5 Habits to Avoid When Writing Narrative

Narrative is the dish you serve your story on. Without it, you'd just have a mess all over the floor. It's where that ever elusive voice comes through. It's where the story happens.

I've been critiquing a lot of work lately, between a summer swap marathon and pre-PitchWars, and I've seen some patterns in fellow writers' narration (and my own) that can, unfortunately, disengage readers.


1. The Info-Dump

This often shows up at the beginning of the story. Long, long paragraphs of backstory and information that you could probably cut and instead spoonfeed through the narrative as you go along.

Never info dump if you can help it. While you understand perfectly all the information you're conveying on the page, you have the entire story in your head, and your readers do not. It's usually too much for them to process, and more oft than not they'd rather just get to the story.


2. Looooooong paragraphs

Anyone who has had me crit their work has no doubt got my comments on this. I'm a full supporter of white space, especially when it comes to kidlit and YA. Having a page full of big blocks of text is hard to read through.

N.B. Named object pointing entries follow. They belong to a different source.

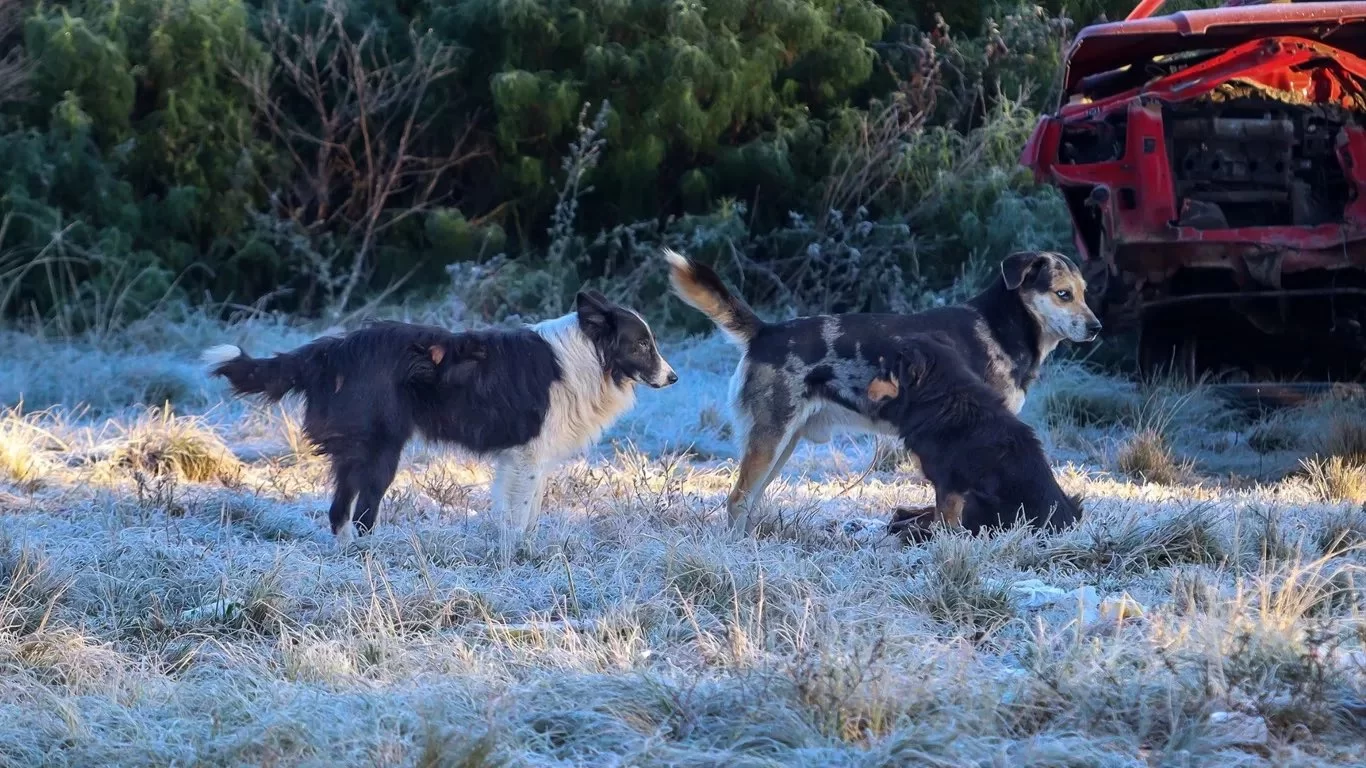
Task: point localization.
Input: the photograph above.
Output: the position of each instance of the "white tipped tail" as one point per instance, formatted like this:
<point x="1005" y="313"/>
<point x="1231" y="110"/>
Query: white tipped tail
<point x="220" y="354"/>
<point x="675" y="258"/>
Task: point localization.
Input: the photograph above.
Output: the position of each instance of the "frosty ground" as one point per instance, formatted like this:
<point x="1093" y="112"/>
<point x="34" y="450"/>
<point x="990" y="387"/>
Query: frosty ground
<point x="168" y="595"/>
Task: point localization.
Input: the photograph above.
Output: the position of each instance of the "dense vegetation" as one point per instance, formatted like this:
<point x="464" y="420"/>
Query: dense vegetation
<point x="310" y="155"/>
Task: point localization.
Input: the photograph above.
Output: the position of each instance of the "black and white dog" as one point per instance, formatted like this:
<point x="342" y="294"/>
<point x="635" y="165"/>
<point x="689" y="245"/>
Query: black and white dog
<point x="526" y="398"/>
<point x="807" y="377"/>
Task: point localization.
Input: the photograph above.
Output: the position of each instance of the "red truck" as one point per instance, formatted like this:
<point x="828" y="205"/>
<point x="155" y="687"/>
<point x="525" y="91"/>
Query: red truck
<point x="1215" y="168"/>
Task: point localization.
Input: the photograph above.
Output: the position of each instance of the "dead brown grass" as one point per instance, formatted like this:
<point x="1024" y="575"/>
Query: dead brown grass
<point x="164" y="444"/>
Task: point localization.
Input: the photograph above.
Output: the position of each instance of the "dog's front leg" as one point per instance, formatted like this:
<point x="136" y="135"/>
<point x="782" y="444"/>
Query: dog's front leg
<point x="518" y="487"/>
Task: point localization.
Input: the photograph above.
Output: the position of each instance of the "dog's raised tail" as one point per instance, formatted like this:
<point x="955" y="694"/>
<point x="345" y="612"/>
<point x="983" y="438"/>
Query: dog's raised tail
<point x="702" y="289"/>
<point x="273" y="377"/>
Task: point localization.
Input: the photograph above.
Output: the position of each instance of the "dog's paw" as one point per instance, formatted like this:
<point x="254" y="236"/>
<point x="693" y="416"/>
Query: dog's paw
<point x="913" y="525"/>
<point x="858" y="529"/>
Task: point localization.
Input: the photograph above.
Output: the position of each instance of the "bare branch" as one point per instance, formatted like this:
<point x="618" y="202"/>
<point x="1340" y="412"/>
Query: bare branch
<point x="358" y="146"/>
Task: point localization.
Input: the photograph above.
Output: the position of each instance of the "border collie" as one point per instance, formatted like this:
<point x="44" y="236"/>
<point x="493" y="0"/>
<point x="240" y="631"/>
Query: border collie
<point x="806" y="377"/>
<point x="526" y="398"/>
<point x="986" y="465"/>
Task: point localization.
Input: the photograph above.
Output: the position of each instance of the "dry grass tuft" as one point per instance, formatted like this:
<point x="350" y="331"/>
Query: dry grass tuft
<point x="1336" y="480"/>
<point x="1346" y="436"/>
<point x="32" y="589"/>
<point x="1343" y="530"/>
<point x="23" y="448"/>
<point x="1148" y="457"/>
<point x="164" y="444"/>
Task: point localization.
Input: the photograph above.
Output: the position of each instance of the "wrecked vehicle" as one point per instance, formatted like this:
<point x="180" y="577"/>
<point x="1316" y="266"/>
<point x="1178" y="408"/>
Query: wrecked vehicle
<point x="1215" y="168"/>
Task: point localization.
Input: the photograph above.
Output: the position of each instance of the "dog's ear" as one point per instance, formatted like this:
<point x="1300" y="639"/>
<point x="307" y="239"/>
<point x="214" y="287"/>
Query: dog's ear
<point x="1019" y="267"/>
<point x="594" y="313"/>
<point x="884" y="386"/>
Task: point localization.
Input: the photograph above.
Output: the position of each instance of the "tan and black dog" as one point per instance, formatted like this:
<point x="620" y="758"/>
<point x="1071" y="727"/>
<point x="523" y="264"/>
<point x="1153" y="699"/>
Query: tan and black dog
<point x="986" y="466"/>
<point x="806" y="377"/>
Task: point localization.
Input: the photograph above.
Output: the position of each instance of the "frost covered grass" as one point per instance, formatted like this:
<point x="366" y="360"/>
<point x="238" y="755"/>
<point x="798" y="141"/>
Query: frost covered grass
<point x="168" y="593"/>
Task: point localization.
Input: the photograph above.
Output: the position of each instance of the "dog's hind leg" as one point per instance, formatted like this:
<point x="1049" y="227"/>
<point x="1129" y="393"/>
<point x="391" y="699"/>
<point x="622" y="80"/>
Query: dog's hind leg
<point x="761" y="462"/>
<point x="343" y="503"/>
<point x="518" y="487"/>
<point x="374" y="480"/>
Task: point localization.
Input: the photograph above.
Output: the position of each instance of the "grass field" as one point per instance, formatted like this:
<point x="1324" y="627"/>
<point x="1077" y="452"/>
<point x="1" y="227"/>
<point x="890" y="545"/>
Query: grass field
<point x="168" y="595"/>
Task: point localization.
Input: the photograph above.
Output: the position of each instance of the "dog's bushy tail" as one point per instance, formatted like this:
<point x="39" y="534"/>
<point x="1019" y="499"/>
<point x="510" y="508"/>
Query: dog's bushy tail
<point x="702" y="289"/>
<point x="272" y="377"/>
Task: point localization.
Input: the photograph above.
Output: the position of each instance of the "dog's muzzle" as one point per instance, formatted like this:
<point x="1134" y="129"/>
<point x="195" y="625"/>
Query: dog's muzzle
<point x="664" y="379"/>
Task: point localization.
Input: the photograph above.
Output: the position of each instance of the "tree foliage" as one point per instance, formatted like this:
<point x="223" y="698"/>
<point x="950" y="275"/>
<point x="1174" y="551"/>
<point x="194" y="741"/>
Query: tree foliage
<point x="306" y="153"/>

There's no rule about this, but my own personal rule of thumb is to have at LEAST five paragraphs per page, with no paragraph longer than five lines, including dialogue as individual paragraphs. I don't always follow through on this, but the point still stands. Take full advantage of white space. It sounds crazy, but emptiness on the page actually makes the text more engaging. It frees up the reader's vision and lends itself to a faster read.

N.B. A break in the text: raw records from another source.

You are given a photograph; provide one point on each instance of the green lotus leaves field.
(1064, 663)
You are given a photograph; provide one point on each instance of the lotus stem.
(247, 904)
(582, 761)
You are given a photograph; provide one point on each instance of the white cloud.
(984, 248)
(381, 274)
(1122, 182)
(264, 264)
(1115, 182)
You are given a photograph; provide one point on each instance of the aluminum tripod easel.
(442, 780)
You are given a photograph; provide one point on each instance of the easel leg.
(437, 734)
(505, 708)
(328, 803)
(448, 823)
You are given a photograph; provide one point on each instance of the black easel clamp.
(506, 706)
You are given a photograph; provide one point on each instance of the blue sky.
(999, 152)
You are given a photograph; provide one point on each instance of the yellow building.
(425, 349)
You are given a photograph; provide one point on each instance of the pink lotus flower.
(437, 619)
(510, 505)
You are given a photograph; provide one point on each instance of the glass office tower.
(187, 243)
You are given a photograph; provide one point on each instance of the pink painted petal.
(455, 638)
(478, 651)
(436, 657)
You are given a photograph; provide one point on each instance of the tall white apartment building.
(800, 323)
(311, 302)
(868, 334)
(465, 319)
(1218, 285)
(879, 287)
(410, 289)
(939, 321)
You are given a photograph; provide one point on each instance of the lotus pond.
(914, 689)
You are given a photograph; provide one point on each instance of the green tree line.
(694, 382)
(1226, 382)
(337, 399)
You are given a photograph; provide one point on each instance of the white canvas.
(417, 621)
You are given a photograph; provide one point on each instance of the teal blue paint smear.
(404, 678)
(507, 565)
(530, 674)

3. Imitating another author


This one is common among newer writers. I know, I love Tolkien/Lewis/Enter Famous Author Here too, but the whole point of publishing is to get your personal voice out there. When you write, write like you. Find your own voice.


4. Listing action

Look at your action sections in your narrative. If you can add "and then" in front of every sentence, you're listing action. "And then he lifted his sword. And then he crashed it down. And then..." etc.

This leads to clunky and disengaging writing.


5. Head Hopping

My critique partners will tell you I'm guilty of this one, and I am, but head hopping is a prevalent narrative fault. What is head hopping? It's not the same thing as multiple Point of View, when different characters tell the story in alternating chapters, but rather it's when you try to have multi-POV in the same scene/paragraph/sentence.

Head hopping goes like this: "Mary liked the pizza. Harold didn't like the pizza." You switch us from one character's head to the next. Keep everything in one character's perspective: "Mary liked the pizza. By the grimace on Harold's face, she could tell he didn't."



So there you go! There's many more pitfalls to avoid, which I may touch on in a sequel post, but don't get discouraged! Sometimes writing feels like a bunch of do nots, when in reality it's an art, and art is a place to break the creative rules. However, there are some standards that are good to follow for the benefit of your readers.




1 comment:

  1. I find that a great way to avoid both certain kinds of info dumps and action lists is to mix the "description" in with the "action".